Varndell was a replacement when Leicester won the 2009 Premiership final. Varndell then moved to London Wasps. In his first Wasps season he made: 26 starts, 3 replacement appearances, scoring: 19 tries, with a total of 95 points for Wasps.

He continued his scoring record in the first game of the 2012–13 season playing against reigning champions Harlequins, a game in which he was the first player in the Premiership to have a try disallowed under the new TMO law for an earlier infringement. As of the start of the 2013/14 season, he was the Aviva Premiership's third all-time top try scorer with 75 tries, behind the retired Steve Hanley (78) and the then all-time leader, Sale Sharks wing Mark Cueto (90).

On 7 January 2015, it was announced that Varndell was to move to Bristol, competing in the RFU Championship for the 2015–16 season.

On New Year's Day, 2017, Varndell equalled Mark Cueto's Premiership tries record of 90 tries by scoring against Sale Sharks. This followed a hat-trick in the previous week against Worcester Warriors.
On 10 February 2017, Varndell scored for Bristol against Harlequins to surpass Cueto's record. He scored once more for Bristol to finish the 2016-2017 Premiership Rugby season with 92 tries.

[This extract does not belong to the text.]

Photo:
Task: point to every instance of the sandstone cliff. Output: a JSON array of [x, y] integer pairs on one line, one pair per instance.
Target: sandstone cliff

In 2018, following a brief stint in Wales with Scarlets, Varndell moved to French second division side Soyaux Angoulême XV Charente on a two-year contract scoring once in a 31–18 loss to Brive. But his move to France was cut short, due to family reasons.

Varndell signed with Leicester Tigers in January 2019. This was his second stint with the club, following his time at the Tigers from 2004 to 2009.

On 6 March 2019, Varndell travelled to Hong Kong to play for South China Tigers as part of the Global Rapid Rugby series. He returned to England to sign a one-year contract with Yorkshire Carnegie in the RFU Championship for the 2019–20 season.

On 15 May 2020, Varndell signed a contract to join Bury St Edmunds Rugby Club for the season 2020/2021 as player/coach. The move was negotiated by Terry Sands of Samurai, sports apparel manufacturer, who said:"He always has time for people and it will be all about what some of our players aspirations are, as they will be able to speak to him and soak up all his knowledge and experience." He added: "It is fantastic for the club and it is fantastic for our supporters, including all of our volunteers and sponsors that have supported the club over the years."